Ich denke, das Urteil des Landesverfassungsgerichts ist ein immenser Rückschritt für unsere Gesellschaft. Wir Schwarze werden so oft mit dem N-Wort konfrontiert, meist in einem negativen Zusammenhang. Für uns hat dieser Begriff absolut nichts Positives. Da war es ein Schlag ins Gesicht, dass ein Landesverfassungsgericht urteilt, der Begriff könne zwar eine negative Bedeutung haben, letztlich komme es aber auf den Kontext an. Der Kontext kann für uns Schwarze nie positiv sein. Das Urteil könnten Leute als Präzedenzfall heranziehen, wenn sie jemanden so betiteln und die Person sie anzeigt. Sie könnten sich darauf berufen, dass der Kontext ein anderer gewesen sei, als die beleidigte Person behauptet habe, sie es also gar nicht so gemeint hätten, wie es verstanden worden sei.

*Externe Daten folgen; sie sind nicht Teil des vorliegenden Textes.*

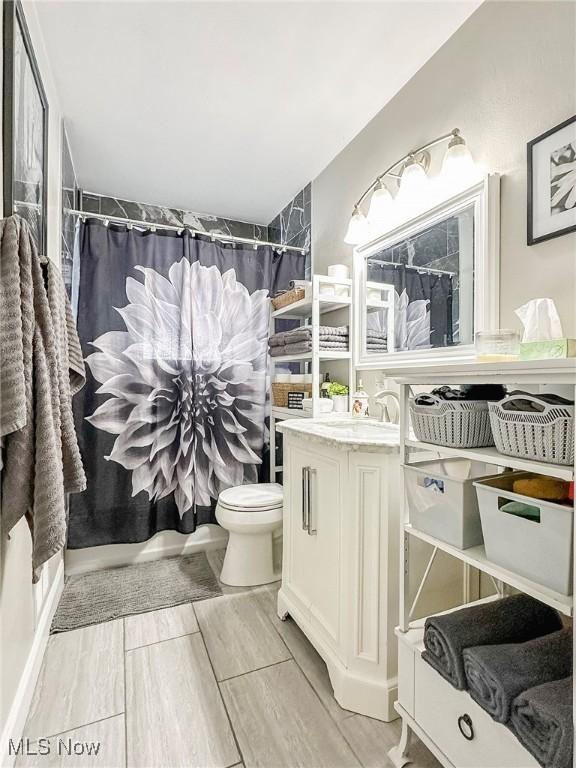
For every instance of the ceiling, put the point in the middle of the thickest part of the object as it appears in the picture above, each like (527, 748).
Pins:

Wäre die Verwendung des Wortes auch im Kontext einer Studie über Rassismus im deutschen Kaiserreich abwertend?

Wenn man eine wissenschaftliche Studie verfasst, kann man die Person zitieren, die das Wort damals verwendet hat. In diesem Zusammenhang ist die Verwendung des Ausdrucks schlüssig. Falsch wäre es, wenn jemand heutzutage das N-Wort benutzt, und sagt: »Ich meine das ja gar nicht negativ.« Mittlerweile ist bekannt, welche Geschichte hinter dem Wort steckt. Im Kaiserreich waren schwarze Menschen offiziell Menschen zweiter Klasse – wenn überhaupt.

Was ist das Ziel der Petition?

Die Petition hat bereits das Ziel erreicht, das Problem der schwarzen community mit Alltagsrassismus weiter ans Licht zu bringen. Wünschenswert wäre, dass die Petition es in den Bundestag schafft und der Begriff »Neger« als eine Beleidigung eingestuft wird.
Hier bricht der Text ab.